Cathédrale Saint-Jean
Toujours attendue, surtout depuis les indépassables Ez3kiel en 2016, la cathédrale Saint-Jean est en proie à une boucle de six minutes 100% analogique (et pas numérique). Moins impressionnante qu'attendue au su de cette singularité, elle n'en reste pas une œuvre très originale qui végétalise la façade plus que jamais. Le mérite en revient au jeune duo Carole Purnelle et le Portugais Nuno Maya qui se faisait la main l'an dernier sur le collège Jean-Moulin. Le passage par cette place goulot d'étranglement est indispensable pour voir ces Pigments de lumière.
Place Bellecour
Nettement moins artistique mais immédiatement séduisants sont les Anooki de la place Bellecour, Une petite place pour de grands rêves. On craignait l'aspect gadget, que la place soit trop inerte ou, à l'inverse, que les projections sur l'écran de la grande roue ne cannibalise le reste. Verdict : accord parfait entre les versants de ce travail. Les deux petits inuits gonflables immobiles sont absolument irrésistibles en taille XXL (vingt mètres de haut). Dans leur salle de jeu, l'un joue avec la statue de Louis XIV, l'autre avec un réel camion de pompier. Sur écran, ils retrouvent la vitalité, mettant en scène les mêmes scènes (jouer avec un cheval et un camion). Et tout finit bien sûr par une danse dont ils ont le secret sur une musique entêtante à souhait. Chorégraphie basique qui fera danser les passants.
Place Antonin Poncet
Mais ne surtout pas négliger d'aller sur la place jumelle à Bellecour, Antonin Poncet où les visiteurs sont invités à souffler (et faire un vœu !) dans un petit tube et animent ainsi une constellation de cercle de façon différente à chaque fois. Parfaitement réussi et féerique, Wish blow est signé de la Monégasque Helen Eastwood et du Lyonnais Laurent Brun qui signent aussi la façade du Théâtre des Célestins avec Cells, courtes boucles toutes (ou presque) différentes les unes des autres où un élément du mur du théâtre est décliné en multiples cellules. Original et à regarder presque à l'infini.
Colline de Fourvière
Le travail de Damien Fontaine, Reflets, sur la somptueuse colline de Fourvière est, a contrario, beaucoup plus vite lassant. Témoignant d'un indéniable savoir-faire (il a eu en charge les Terreaux et Bellecour par le passé), cette séquence de plus de dix minutes (!) intègre beaucoup trop d'éléments divergents pour qu'elle soit cohérente. Mais elle n'en demeure pas moins captivante par instants.
Grand Hôtel Dieu
Le Grand Hôtel Dieu accueille trois œuvres dont celle (Réflexions) de Yves Caizergues, parfois associé à Nuits sonores. Il ne manque ici, sous la verrière, plus qu'un Pantha du Prince énervé pour apprécier pleinement cette installation ultra léchée.
Parc de la Tête d'Or
À la Tête d'Or, le Présage de Marie-Jeanne Gauthé et Géraud Périole remplit son contrat : un spectacle-épate avec échassiers de lumière et projection surgie du lac. Parfaitement réalisé mais trop grandiloquent.
Ailleurs
Enfin, au rang des déceptions : Abyss, place Pradel (de Nicolas Paolozzi) qui décline une bête des mers dont on voit surtout la carcasse – quand bien même cela fonctionnerait mieux que lors de notre visite où elle était encore en réglage, elle semble peu adaptée à cet espace. La gare Saint-Paul et un Quantum daté hommage à la Biennale la Danse et la place de Jacobins. Sur cette dernière, un nouveau venu, David Udovtsch, a fait avec son You and the night un mini Grandes Eaux Nocturnes du Château de Versailles. Joli, agréable mais peu inventif.
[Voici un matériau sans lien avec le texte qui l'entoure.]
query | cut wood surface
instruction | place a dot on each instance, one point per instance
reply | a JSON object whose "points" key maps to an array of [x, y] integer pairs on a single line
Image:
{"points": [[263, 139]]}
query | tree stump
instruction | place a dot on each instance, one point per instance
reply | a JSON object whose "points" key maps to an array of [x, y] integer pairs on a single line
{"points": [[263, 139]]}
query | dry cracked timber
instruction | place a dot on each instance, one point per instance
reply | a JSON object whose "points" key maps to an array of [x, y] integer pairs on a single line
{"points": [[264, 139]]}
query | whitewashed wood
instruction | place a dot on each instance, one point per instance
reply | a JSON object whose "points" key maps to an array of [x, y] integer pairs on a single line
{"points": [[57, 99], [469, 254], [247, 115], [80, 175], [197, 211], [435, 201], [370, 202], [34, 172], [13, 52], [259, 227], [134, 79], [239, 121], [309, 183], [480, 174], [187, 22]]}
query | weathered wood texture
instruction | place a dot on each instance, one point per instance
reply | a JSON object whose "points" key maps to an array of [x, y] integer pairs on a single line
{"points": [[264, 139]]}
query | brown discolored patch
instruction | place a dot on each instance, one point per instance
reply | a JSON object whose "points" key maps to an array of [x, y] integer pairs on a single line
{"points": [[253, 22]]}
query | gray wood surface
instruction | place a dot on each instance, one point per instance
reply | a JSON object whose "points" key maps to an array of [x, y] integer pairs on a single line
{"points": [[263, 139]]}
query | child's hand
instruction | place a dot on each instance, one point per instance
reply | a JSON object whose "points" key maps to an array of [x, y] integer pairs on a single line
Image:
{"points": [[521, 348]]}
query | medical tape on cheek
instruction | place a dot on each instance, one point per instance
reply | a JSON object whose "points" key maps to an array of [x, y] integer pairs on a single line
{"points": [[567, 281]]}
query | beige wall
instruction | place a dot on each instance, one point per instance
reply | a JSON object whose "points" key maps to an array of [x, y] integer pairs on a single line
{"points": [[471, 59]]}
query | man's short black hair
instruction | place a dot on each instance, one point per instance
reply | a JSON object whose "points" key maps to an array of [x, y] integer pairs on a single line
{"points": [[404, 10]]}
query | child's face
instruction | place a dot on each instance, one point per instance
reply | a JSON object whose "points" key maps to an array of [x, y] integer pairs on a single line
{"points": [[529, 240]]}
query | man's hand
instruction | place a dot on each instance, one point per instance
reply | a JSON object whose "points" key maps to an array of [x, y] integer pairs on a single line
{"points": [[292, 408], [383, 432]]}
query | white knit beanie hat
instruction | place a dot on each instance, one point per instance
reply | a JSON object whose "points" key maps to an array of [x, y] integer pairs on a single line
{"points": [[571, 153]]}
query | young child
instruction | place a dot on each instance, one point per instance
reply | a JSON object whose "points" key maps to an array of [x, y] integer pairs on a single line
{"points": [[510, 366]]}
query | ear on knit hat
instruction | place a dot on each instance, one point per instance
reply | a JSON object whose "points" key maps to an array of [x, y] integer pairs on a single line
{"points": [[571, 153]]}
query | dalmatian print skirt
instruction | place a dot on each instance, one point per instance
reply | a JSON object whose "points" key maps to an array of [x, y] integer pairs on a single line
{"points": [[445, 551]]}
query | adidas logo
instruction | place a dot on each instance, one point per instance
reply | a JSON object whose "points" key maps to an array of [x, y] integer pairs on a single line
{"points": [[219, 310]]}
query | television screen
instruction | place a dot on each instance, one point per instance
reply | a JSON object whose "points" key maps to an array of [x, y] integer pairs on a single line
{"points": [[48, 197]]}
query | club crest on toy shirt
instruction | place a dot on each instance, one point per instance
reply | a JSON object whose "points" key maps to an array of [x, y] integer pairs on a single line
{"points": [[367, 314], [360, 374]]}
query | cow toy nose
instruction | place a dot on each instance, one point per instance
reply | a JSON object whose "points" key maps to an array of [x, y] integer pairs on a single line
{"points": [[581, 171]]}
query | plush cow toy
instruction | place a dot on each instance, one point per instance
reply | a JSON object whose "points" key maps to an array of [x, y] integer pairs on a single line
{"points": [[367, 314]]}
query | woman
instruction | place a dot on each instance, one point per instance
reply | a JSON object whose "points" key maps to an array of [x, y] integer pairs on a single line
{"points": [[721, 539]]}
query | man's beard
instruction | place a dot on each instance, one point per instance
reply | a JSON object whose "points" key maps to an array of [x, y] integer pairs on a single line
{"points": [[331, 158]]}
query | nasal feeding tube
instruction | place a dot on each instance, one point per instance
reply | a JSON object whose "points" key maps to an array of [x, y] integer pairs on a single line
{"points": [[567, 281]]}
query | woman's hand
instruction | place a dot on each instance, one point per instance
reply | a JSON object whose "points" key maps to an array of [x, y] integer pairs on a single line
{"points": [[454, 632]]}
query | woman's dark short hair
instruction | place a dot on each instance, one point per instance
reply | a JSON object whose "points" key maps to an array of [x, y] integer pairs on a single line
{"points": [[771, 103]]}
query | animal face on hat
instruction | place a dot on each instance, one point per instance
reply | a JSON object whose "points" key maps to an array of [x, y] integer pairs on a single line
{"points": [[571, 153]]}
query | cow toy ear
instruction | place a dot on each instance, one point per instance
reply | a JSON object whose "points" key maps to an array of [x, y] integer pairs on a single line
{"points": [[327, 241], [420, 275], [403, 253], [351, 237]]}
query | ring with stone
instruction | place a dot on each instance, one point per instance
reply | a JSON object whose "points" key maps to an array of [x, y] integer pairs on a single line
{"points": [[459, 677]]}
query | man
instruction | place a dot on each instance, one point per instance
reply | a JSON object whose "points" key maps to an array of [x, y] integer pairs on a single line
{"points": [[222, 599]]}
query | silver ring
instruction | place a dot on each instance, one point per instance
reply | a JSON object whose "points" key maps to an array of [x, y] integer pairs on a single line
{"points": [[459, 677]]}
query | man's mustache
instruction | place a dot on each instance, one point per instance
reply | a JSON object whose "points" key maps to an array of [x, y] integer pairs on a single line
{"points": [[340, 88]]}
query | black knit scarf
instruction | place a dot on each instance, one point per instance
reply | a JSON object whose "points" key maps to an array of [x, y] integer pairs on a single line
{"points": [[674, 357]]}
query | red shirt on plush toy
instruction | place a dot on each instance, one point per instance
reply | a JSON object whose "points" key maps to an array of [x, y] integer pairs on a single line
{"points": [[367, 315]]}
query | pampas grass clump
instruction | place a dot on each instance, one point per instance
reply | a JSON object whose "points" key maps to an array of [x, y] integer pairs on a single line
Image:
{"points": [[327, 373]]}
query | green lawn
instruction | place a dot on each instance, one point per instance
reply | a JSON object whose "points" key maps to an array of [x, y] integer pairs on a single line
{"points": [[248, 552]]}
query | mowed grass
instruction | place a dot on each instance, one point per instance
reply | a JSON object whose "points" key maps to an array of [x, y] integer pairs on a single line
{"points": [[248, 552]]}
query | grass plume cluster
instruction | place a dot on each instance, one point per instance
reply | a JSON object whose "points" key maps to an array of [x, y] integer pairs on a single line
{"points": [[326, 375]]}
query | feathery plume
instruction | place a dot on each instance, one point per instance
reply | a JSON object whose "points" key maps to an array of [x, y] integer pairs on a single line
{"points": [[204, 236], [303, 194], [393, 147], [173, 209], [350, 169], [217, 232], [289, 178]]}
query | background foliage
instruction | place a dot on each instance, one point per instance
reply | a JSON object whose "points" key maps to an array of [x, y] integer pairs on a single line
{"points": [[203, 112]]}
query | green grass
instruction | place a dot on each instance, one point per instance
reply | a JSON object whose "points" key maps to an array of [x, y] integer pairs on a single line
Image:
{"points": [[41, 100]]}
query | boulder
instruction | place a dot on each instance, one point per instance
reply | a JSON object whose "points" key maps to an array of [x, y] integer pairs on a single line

En tout, 80 installations rythment le parcours. Ne pas oublier de passer par la cour de la Fondation Bullukian (Frontier par Encor Studio et le Mirage Festival) et surtout de grimper à Fourvière pour le projet des Chinois de Canton sur l'esplanade des amphithéâtres et d'aller déambuler à l'Antiquaille voir les projets émergents de jeunes artistes voire étudiants.